ポイント2:ユーザー視点のコンテンツを作る
どの手法を使うにしても、最終的に重要なのは「ユーザーにとって価値のある情報を提供できているか」です。SEOでも広告でも、ユーザーの検索意図に応え、課題解決につながるコンテンツを作ることが、あらゆる施策の土台となります。GoogleもE-E-A-T(経験・専門性・権威性・信頼性)を重視しており、独自の知見や実体験にもとづく質の高いコンテンツが評価される傾向は強まっています。
ポイント3:データドリブンな意思決定を行う
Webマーケティングの最大の利点は、あらゆる活動がデータとして記録されることです。勘や経験ではなく、データにもとづいて施策の改善を行う「データドリブン」な意思決定を心がけましょう。Googleアナリティクスやサーチコンソール、広告ダッシュボードのデータを定期的に確認し、「何がうまくいっていて、何がうまくいっていないのか」を客観的に判断する習慣をつけることが重要です。
ポイント4:全体最適の視点を持つ
個々の施策の最適化だけでなく、「集客→接客→コンバージョン→リピート」というファネル全体での最適化を意識しましょう。いくら集客できても、サイトの使い勝手が悪かったり、LPの㖡求力が低いとコンバージョンにはつながりません。集客からコンバージョンまでの一連の流れをデータで可視化し、ボトルネックとなっているポイントから優先的に改善するのが効率的です。
ポイント5:小さく始めて拡大する
最初からあれもこれも手を出すのではなく、まずは少数の施策に集中して成果を確認し、成功パターンが見えてきたら段階的に拡大していくのが理想的です。特にリソースが限られる中小企業やスタートアップでは、「選択と集中」が成功の鍵です。たとえば、まずはSEOで干件の記事を作り、そこで得られた知見をもとにSNSやメールマーケティングに展開していくというアプローチも有効です。
まとめ
Webマーケティングとは、Webサイトやインターネットを活用したマーケティング活動の総称です。SEO・リスティング広告・ディスプレイ広告・SNSマーケティング・コンテンツマーケティング・メールマーケティングなど多様な手法があり、それぞれの特徴を理解した上で、自社の目的に合った施策を選択することが重要です。

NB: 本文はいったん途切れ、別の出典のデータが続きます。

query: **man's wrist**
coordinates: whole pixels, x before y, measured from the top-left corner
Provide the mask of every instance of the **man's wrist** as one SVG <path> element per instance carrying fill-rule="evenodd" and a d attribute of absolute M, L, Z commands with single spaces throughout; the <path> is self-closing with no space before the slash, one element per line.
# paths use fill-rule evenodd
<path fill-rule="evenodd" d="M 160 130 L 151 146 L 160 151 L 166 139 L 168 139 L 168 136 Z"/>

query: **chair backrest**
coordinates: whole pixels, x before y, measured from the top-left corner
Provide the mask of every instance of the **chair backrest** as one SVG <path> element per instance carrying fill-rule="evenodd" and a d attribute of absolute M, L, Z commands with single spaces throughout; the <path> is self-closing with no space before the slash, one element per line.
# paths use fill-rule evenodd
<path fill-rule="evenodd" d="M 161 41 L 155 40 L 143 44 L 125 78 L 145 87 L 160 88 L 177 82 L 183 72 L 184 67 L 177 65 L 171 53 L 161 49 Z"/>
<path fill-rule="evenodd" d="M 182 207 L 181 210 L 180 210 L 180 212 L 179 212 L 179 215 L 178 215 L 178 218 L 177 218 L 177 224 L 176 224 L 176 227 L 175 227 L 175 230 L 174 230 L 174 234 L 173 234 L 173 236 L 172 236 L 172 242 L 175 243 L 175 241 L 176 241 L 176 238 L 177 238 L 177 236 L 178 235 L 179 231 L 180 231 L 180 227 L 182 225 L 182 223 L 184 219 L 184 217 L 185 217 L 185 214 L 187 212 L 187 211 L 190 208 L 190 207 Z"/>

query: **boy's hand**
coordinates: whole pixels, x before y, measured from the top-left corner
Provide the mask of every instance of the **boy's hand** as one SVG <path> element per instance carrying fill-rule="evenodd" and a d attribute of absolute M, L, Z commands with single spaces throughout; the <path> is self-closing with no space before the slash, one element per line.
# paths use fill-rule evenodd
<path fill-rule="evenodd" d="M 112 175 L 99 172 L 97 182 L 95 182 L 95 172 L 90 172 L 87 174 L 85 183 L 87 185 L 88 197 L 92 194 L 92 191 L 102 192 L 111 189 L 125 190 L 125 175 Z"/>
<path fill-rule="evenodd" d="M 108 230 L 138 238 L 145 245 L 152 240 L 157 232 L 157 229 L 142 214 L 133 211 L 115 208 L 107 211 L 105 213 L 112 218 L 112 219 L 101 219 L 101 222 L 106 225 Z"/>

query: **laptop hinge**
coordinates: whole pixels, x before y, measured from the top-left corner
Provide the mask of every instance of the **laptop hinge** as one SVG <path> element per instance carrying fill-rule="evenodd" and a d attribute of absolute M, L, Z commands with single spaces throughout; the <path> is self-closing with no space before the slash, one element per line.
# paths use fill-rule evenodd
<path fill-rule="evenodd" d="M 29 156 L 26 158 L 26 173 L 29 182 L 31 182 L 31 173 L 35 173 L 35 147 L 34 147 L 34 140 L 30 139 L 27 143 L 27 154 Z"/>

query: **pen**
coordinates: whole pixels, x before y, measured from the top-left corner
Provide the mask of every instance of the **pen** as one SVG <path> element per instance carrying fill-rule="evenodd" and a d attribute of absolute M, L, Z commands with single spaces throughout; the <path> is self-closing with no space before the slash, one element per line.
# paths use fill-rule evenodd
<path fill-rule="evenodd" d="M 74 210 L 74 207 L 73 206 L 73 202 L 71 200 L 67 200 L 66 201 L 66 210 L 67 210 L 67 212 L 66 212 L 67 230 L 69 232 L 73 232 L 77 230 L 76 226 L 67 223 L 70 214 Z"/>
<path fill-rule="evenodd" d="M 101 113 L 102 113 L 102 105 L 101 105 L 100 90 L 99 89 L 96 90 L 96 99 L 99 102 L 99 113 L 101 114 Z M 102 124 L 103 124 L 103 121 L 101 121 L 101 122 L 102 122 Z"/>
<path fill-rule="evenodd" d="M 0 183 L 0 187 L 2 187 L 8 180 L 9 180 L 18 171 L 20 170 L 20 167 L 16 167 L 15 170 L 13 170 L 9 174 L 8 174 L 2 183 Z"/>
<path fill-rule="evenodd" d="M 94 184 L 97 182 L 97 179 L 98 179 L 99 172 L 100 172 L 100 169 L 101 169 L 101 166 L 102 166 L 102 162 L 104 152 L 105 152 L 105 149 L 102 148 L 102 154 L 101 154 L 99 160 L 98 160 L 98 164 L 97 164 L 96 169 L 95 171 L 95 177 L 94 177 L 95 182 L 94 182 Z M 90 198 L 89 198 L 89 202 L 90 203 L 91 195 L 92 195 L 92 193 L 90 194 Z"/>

始める際は、目的・目標の設定→ターゲットの明確化→カスタマージャーニーの設計→施策の実行→効果測定と改善の5ステップで進めましょう。成功のポイントは、短期施策と中長期施策のバランス、ユーザー視点のコンテンツ作成、データドリブンな改善、そして全体最適の視点です。
Webマーケティングは、正しい知識と戦略を持って取り組めば、企業規模を問わず大きな成果を生み出せる領域です。まずは自社の課題と目標を明確にし、小さな一歩から始めてみてください。